Interference is the superposition of two or more coherent waves.
Когерентные волны
Coherent waves have the same frequency and a constant phase difference.
Синфазные источники
For in-phase sources, the condition for constructive interference (maximum) is that the path difference ((\Delta)) is an integer multiple of the wavelength ((\lambda)): ( \Delta = n\lambda ), where ( n = 0, 1, 2, \dots ). The condition for destructive interference (minimum) is that the path difference is an odd multiple of half the wavelength: ( \Delta = (2n + 1)\frac{\lambda}{2} ).
Дифракция
Diffraction is the bending of waves around obstacles whose size is comparable to or smaller than the wavelength.
Формула дифракционной решетки
The formula for the diffraction grating is ( d \sin(\varphi) = m\lambda ), where ( d ) is the grating period, ( \varphi ) is the angle of diffraction, ( m ) is the order of the maximum, and ( \lambda ) is the wavelength of light.
Задача №26 (Пучок монохроматического света вошел из воздуха в воду)
A beam of monochromatic light enters water from air. The frequency of the electromagnetic oscillations remains unchanged.
Задача №28 (На дифракционную решетку, имеющую 100 штрихов)
A diffraction grating has 100 lines per millimeter. Light with a wavelength of 650 nm is incident on the grating. The maximum order of the diffraction maximum that can be observed is 15.
Задача №33 (В прозрачном сосуде, заполненном водой)

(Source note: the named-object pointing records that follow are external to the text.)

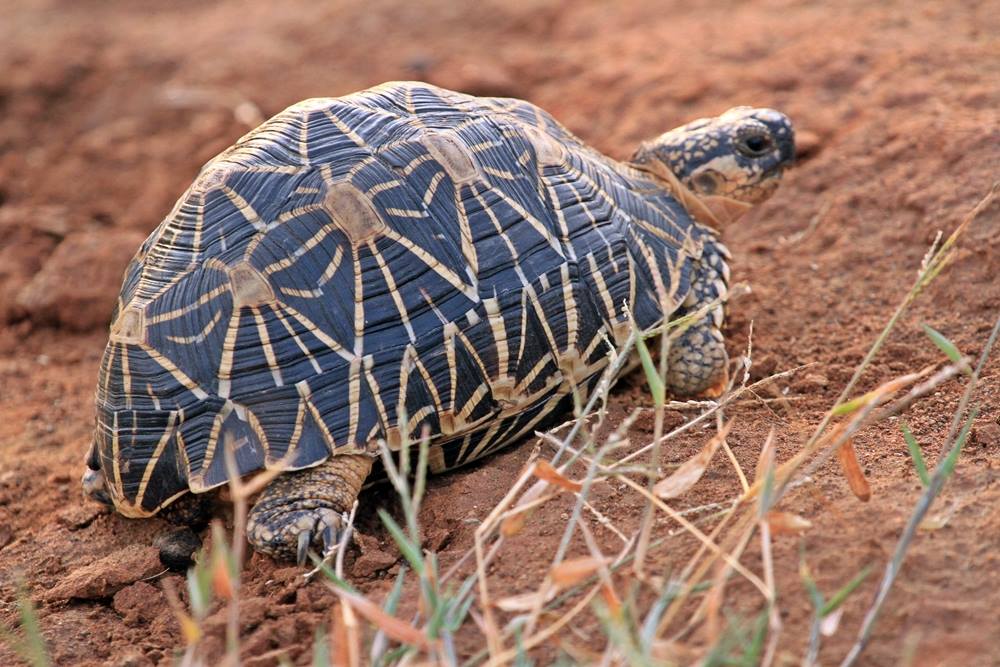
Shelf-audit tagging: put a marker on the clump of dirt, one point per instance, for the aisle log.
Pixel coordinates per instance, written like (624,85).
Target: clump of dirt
(108,111)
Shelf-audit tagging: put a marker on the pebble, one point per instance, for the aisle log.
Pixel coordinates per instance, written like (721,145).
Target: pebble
(177,548)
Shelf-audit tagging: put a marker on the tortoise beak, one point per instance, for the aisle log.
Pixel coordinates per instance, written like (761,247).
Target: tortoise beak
(94,486)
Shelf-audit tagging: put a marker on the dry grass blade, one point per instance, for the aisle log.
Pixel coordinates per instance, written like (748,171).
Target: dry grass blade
(689,472)
(852,471)
(787,523)
(574,570)
(524,601)
(704,539)
(393,627)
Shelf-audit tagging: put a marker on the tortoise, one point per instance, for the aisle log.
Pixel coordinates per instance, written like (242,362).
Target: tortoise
(399,261)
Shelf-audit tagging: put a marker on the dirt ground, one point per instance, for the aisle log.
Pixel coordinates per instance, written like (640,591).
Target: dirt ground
(108,109)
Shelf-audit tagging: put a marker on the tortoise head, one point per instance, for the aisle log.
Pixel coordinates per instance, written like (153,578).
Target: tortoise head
(731,162)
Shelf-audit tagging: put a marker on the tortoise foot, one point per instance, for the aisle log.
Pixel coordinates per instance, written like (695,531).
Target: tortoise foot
(719,388)
(697,361)
(307,509)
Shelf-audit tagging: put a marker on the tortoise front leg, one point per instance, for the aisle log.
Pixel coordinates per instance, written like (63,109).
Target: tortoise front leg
(304,508)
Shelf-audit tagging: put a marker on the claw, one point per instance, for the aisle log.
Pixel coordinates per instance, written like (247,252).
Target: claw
(331,538)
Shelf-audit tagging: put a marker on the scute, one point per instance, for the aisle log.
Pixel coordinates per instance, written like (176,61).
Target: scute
(401,251)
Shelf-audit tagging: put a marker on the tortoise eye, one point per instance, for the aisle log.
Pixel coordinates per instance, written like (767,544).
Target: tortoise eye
(754,145)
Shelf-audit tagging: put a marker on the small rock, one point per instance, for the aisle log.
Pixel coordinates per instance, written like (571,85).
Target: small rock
(77,285)
(105,577)
(139,603)
(58,477)
(132,658)
(6,536)
(177,548)
(372,561)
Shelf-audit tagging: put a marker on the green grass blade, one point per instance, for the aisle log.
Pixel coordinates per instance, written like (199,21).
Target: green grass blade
(755,647)
(948,466)
(840,596)
(656,386)
(915,454)
(321,649)
(950,349)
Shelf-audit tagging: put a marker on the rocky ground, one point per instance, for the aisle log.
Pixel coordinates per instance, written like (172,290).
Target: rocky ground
(107,110)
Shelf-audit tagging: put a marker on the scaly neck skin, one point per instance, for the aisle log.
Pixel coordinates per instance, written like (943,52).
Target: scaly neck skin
(694,204)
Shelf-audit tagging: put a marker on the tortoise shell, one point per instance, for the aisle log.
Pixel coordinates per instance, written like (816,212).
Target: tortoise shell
(367,267)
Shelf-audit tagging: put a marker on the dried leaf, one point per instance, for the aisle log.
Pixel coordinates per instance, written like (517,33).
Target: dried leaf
(786,523)
(828,626)
(689,472)
(574,570)
(393,627)
(544,471)
(852,470)
(935,522)
(522,601)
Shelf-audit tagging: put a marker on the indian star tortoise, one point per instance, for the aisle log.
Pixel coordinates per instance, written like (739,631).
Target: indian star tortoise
(405,250)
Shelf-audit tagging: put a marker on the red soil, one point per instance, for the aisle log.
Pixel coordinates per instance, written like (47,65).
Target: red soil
(108,109)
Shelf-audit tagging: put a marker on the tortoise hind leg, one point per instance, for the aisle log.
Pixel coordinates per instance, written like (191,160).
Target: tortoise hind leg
(301,509)
(697,361)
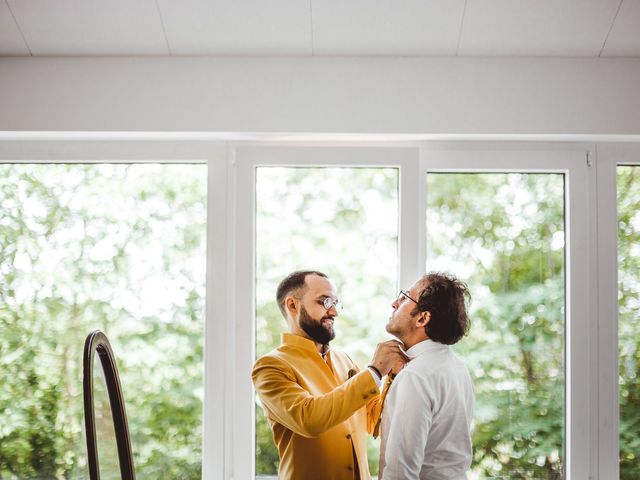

A diffraction grating is placed in a transparent container filled with water. The grating is illuminated with a parallel beam of monochromatic light. If the water is replaced with a liquid with a higher refractive index, the frequency of the light remains unchanged, and the angle between the incident beam and the first diffraction maximum decreases.
Дисперсия
Dispersion is the dependence of the refractive index on the frequency of light. This phenomenon causes white light to separate into a spectrum of colors when passing through a prism.
Заключение
The host concludes the video, thanking viewers for their participation and providing information about upcoming streams and courses.